I probably greeted about 200 mothers at work today.  I talked to each of my 4 children on the telephone, and left e-mail and voice mail messages for my own mother.  Mother’s Day was sunny and bright and happy, or at least seemed to be, here in the Midwest.   The local grocery store ran a sale, as did most businesses, and featured a picture of a mother and daughter in 1950s style matching dresses, matching pearls and matching smiles on their outdoor sign.  How American.  How stereotypical.  How misleading. 

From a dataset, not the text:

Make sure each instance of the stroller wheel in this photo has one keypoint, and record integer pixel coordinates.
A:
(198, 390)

Every mother-child relationship is unique.  We use the term “mother” for convenience, like we do any other word, and run the risk of that symbol replacing the concept of an actual individual living out a particular life in a particular way.  This is where we have to be vigilant and intentional in order to keep from assuming a role instead of forming a relationship.  My mother is not a cookie cut-out on an assembly line.  Neither am I.  Nor are my children.  I want us to know each other as real people, in the present tense.  We have histories together that span our lifetimes, but we are always evolving.  I don’t want to get stuck in old habits, old emotions, old psychological baggage.  I want to keep a vital, dynamic exchange going with these people whom I so dearly love.   That takes effort.  Distance complicates it.  It takes dedicated time, too.  I am humbled by the idea of loving my mother and loving my children.  I want to have more than the sentimental attachment or the Hallmark moment once a year.  I desire more and they deserve more.  I guess this is another way that “convenience” and ease can lull us into accepting a substitute.  Just send the card, the flowers, the e-mail.  Say the words, do the brunch, go through the motions.  Done.  Off the hook for another year.  Nope, not good enough; not to me.  I want to slow down, appreciate, be present, be real.  I want to know and be known.  I want intimacy.  It’s actually a scary venture, so I’ll only try that with a few people in my life.  I think my mother and my children qualify.  So, my darlings, I’ll keep trying to overcome the distances.  You are very important to me.